La CIJ considère que le harcèlement répété des autorités tunisiennes à l’égard de la Ligue Tunisienne des Droits de l’Homme (LTDH), son affilié, constitue une atteinte inacceptable à ses activités légitimes.
Le blocus et les abus policiers ont empêché, le 28 mai, la tenue du Congrès national de la LTDH, rappelle la CIJ.
La LTDH avait initialement prévu de tenir son 6ème Congrès national du 9 au 11 septembre 2005, mais le Tribunal de première instance de Tunis lui avait ordonné en référé de suspendre ses assises ainsi que tous les travaux préparatoires.
Déjà à cette occasion, la CIJ avait condamné la décision du Tribunal comme contraire à la Déclaration sur les Défenseurs des Droits de l’Homme de l’ONU qui consacre le droit de chacun, individuellement ou collectivement, de « promouvoir la protection et la réalisation des droits de l’homme et des libertés fondamentales » et de « se réunir et se rassembler pacifiquement ».
La LTDH avait décidé de reporter son Congrès aux 27 et 28 mai, mais les autorités tunisiennes ont déployé un dispositif policier d’envergure afin d’empêcher l’accès des participants à la réunion, allant même jusqu’à bloquer certaines routes pour refouler des membres des comités de section locales qui se rendaient au siège de la LTDH à Tunis.

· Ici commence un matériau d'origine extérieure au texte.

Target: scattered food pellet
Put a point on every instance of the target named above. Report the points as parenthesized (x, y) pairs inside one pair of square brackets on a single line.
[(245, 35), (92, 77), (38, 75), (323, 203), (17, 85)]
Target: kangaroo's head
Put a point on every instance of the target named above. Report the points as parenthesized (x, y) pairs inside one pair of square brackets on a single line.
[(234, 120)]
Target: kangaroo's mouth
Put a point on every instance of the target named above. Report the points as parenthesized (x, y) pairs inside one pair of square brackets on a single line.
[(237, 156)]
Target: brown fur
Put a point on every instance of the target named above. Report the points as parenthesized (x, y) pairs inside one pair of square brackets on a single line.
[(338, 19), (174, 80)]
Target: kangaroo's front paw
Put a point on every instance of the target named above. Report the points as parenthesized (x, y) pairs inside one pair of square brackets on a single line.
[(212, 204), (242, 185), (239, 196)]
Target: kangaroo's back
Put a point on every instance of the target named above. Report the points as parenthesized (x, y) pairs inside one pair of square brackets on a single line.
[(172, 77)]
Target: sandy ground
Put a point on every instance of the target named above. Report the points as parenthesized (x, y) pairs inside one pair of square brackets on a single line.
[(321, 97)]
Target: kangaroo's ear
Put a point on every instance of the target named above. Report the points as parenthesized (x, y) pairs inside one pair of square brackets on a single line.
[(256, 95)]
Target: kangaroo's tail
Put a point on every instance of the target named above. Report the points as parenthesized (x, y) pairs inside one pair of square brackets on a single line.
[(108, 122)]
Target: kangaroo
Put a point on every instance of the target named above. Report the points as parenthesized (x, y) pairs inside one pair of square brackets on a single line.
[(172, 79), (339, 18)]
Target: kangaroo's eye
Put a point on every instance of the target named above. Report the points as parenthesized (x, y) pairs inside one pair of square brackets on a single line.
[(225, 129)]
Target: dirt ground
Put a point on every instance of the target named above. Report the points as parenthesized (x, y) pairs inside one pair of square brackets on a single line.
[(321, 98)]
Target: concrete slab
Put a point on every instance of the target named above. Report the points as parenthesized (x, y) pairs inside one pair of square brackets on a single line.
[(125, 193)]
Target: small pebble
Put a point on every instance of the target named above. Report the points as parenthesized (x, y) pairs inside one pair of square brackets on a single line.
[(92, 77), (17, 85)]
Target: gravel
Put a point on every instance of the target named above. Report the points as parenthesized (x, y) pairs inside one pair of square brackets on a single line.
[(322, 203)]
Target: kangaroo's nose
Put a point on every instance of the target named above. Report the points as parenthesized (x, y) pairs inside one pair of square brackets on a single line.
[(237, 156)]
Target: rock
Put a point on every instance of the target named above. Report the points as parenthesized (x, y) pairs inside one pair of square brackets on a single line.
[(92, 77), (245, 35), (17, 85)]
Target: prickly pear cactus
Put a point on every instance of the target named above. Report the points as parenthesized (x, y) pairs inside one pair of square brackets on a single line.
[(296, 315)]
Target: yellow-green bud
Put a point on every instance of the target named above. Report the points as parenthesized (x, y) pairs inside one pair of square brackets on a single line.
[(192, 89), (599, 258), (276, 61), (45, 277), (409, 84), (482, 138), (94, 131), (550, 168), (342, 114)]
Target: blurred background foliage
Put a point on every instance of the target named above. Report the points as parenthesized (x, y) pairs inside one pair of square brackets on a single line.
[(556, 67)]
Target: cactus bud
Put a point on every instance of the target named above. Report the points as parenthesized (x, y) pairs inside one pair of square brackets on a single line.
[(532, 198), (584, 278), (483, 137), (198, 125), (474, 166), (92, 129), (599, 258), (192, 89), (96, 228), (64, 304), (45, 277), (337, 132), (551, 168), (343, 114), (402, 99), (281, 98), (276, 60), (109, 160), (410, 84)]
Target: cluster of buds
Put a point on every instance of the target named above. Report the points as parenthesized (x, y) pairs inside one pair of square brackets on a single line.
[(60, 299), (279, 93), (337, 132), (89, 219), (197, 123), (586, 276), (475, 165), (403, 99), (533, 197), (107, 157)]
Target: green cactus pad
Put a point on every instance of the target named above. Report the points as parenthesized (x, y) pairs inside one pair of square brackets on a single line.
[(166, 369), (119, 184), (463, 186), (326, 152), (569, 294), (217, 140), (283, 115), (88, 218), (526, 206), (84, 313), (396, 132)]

Les forces de l’ordre ont bloqué l’accès au bureau central de la Ligue à des diplomates étrangers et autres invités, dont des ligues affiliées à la FIDH, par exemple l’Association Marocaine des Droits de l’Homme et l’Organisation Marocaine des Droits Humains, cette dernière également affiliée à la CIJ. Seuls les membres du Comité directeur ont pu se réunir, mais certains d’entre eux ont été agressés et insultés par des policiers.
« Les ressources considérables déployées par les autorités tunisiennes pour museler le congrès annuel d’une des plus anciennes organisations de défense des droits de l’homme dans la région reflètent le mépris croissant de la Tunisie pour les droits de l’homme, et notamment le droit fondamental à la liberté d’opinion, d’expression et d’association », a souligné la CIJ.
Ces incidents interviennent dans un contexte de tensions croissantes entre les autorités et le monde judiciaire tunisiens.
A la suite de l’adoption d’une nouvelle loi par le Parlement le 9 mai créant un Institut supérieur du barreau, plusieurs avocats qui participaient à un sit-in pour dénoncer cette loi ont été agressés physiquement par la police.
Quelques jours plus tard, le 23 mai, des avocats qui protestaient devant le Palais de Justice contre cette même loi qui, d’après eux, « porte atteinte à l’indépendance de la profession, le barreau ne jouant aucun rôle dans cette école », ont été tabassés par la police.
La CIJ constate que les autorités tunisiennes, loin de garantir la protection des avocats et de s’assurer que ces derniers puissent “s’acquitter de toutes leurs fonctions professionnelles sans entrave, intimidation, harcèlement ni ingérence indue” comme l’exigent les Principes de base relatifs au rôle du barreau de l’ONU, sont au contraire celles-là mêmes qui matraquent, répriment ou même détiennent des avocats en prison, tel Maître Abbou.
« Il est paradoxal de constater que la Tunisie, à peine élue membre du tout nouveau Conseil des Droits de l’Homme et qui se targue d’avoir ‘mis en œuvre un cadre juridique complet afin d’éviter toute violation des droits de l’homme’, intensifie sa répression à l’égard des défenseurs des droits de l’homme et des principes d’une justice indépendante », a relevé l’organisation.
Elle appelle les autorités tunisiennes à respecter les droits de l’homme fondamentaux et notamment les engagements qu’elles ont pris au moment de leur élection au Conseil, ainsi qu’à cesser tout harcèlement des défenseurs des droits de l’homme et des professionnels de la justice.
Alors que le Tribunal devrait statuer sur le fond le 3 juin 2006, la CIJ demande l’annulation définitive de toute procédure judiciaire à l’encontre de son affilié.